Mass spectrometry (MS) is the preferred technology to profile lipids as it provides resolution, sensitivity, selectivity, and throughput. MS-based lipidomics can be performed using either untargeted or targeted approaches, each with their own set of advantages and limitations. Untargeted platforms are unbiased and have broad coverage, as they potentially detect all the lipids present in a sample. However, they are often used in a semiquantitative manner (providing relative quantification) and certain aspects of the workflow, including data normalization and lipid identification, are challenging, time-consuming and not well standardized. Untargeted lipidomics can be done by direct infusion or liquid chromatography (LC)-based approaches. LC-MS is often preferred because it offers higher sensitivity as well as more accurate lipid identification and quantification. In contrast, targeted platforms traditionally focus on the absolute quantification of a small number of pre-defined lipids using isotopically labeled internal standards. The number of targets is often limited due to the lack of commercially available standards. Targeted approaches are high-throughput because data generation and analysis is fast and straightforward, quantitative, but usually have a more limited coverage.
Recently, a novel targeted lipid analysis technology has been developed called the Lipidyzer platform (SCIEX) that can quantify over 1,100 lipid molecular species across 10 lipid classes in human plasma/serum. The Lipidyzer platform estimates concentrations using a mixture of internal standards specifically designed for this purpose. Consequently, the Lipidyzer platform may constitute a good compromise between untargeted and conventional targeted approaches, providing broad coverage, accurate quantification and fast and straightforward data processing. However, its performance has not been compared to more established untargeted lipidomics approaches and it has not been tested in a biological setting.

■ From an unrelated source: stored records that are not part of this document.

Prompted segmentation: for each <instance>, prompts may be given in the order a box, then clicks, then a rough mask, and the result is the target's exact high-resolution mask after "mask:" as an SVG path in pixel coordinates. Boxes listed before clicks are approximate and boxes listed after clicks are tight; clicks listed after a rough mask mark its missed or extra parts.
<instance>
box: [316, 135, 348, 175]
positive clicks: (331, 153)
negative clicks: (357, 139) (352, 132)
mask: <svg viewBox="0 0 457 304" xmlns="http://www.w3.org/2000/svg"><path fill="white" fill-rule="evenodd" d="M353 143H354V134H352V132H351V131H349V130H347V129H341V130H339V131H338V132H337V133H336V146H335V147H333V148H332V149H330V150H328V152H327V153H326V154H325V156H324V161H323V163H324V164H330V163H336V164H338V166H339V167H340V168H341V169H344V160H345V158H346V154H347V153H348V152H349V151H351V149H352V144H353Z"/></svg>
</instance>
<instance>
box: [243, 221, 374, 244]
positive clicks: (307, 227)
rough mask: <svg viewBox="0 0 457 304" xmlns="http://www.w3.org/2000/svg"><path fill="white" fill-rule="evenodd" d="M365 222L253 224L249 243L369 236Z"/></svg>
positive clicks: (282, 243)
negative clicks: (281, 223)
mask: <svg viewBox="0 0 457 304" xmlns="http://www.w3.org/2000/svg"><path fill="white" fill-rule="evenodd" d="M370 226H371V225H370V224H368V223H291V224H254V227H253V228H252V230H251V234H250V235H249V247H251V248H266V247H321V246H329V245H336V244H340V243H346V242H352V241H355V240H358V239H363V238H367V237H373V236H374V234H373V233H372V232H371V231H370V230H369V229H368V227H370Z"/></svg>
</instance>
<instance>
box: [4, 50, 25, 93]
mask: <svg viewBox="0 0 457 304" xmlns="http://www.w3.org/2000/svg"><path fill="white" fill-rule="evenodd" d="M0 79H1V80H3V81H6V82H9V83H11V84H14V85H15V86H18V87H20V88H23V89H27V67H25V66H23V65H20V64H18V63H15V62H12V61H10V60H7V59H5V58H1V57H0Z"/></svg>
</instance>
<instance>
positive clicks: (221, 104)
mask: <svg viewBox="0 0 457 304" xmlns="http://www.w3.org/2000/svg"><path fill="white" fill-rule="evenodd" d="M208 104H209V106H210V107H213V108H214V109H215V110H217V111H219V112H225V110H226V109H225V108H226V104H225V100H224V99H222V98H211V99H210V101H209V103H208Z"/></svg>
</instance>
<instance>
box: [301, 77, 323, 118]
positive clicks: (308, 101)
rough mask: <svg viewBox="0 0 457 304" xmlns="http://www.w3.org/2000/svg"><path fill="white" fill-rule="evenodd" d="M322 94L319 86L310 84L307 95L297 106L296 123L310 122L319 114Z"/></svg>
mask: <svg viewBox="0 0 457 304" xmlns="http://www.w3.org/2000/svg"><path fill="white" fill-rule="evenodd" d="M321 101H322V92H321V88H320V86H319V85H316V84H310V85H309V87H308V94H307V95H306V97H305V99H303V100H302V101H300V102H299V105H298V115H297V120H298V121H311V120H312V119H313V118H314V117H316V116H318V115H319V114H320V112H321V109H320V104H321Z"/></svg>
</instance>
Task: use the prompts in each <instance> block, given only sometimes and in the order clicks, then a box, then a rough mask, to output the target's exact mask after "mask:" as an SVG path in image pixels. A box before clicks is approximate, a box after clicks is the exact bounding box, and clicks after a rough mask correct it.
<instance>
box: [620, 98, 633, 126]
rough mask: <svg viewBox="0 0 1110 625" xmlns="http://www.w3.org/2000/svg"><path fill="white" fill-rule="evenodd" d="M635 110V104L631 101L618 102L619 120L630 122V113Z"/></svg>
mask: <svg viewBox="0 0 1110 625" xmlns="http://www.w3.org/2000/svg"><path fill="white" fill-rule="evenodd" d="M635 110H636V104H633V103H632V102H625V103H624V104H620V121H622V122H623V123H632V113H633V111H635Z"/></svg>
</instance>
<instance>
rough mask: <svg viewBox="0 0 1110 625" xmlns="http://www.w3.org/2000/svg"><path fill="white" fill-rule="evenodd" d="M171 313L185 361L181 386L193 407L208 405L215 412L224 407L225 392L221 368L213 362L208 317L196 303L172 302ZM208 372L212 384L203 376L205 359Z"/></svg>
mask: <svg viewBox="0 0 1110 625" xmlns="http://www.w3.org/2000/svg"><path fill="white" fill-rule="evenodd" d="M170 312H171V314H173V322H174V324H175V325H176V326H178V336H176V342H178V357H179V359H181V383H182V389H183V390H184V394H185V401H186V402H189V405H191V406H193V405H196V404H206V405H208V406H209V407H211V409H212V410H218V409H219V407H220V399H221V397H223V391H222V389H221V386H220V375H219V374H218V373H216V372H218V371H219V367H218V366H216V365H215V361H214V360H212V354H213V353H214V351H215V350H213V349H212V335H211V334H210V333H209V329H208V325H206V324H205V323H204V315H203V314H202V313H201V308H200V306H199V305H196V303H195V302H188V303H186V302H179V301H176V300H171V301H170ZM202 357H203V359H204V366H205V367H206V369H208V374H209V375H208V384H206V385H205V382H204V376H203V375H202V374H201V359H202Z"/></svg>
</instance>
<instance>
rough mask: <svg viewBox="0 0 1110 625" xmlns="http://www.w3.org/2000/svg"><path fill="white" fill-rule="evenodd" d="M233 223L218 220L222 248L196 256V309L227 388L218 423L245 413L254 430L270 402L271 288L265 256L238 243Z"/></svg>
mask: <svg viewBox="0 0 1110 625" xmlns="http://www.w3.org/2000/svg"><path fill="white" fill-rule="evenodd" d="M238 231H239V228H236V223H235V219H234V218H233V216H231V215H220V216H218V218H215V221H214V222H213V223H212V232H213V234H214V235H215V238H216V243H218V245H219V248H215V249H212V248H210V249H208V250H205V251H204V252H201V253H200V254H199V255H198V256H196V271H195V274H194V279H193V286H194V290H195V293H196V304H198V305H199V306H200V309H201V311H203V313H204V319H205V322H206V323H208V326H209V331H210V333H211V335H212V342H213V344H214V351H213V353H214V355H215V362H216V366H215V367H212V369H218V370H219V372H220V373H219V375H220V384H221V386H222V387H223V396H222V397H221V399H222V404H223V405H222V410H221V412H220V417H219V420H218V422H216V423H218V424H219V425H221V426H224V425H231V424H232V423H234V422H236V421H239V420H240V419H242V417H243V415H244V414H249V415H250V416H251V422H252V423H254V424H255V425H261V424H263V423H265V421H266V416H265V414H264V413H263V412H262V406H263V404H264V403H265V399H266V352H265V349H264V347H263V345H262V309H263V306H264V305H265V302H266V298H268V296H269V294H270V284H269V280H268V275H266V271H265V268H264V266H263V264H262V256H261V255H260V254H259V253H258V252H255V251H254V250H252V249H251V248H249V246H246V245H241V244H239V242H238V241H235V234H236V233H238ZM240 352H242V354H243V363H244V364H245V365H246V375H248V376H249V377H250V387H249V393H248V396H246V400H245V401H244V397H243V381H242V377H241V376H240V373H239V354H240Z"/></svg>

These questions prompted us to compare a conventional untargeted LC-MS approach with the targeted Lipidyzer platform. In this study, we first conducted a cross-platform comparison of the workflow, lipid coverage, precision and accuracy, and determined how well the two platforms correlate quantitatively with each other. We then applied both platforms to profile lipids in plasma from young and old mice, because a comprehensive description of changes in lipids during healthy aging in mice is still lacking. Altogether, our study constitutes the first cross-platform comparison of two state-of-the-art lipidomics platforms and provides the first assessment of the Lipidyzer platform in the context of aging.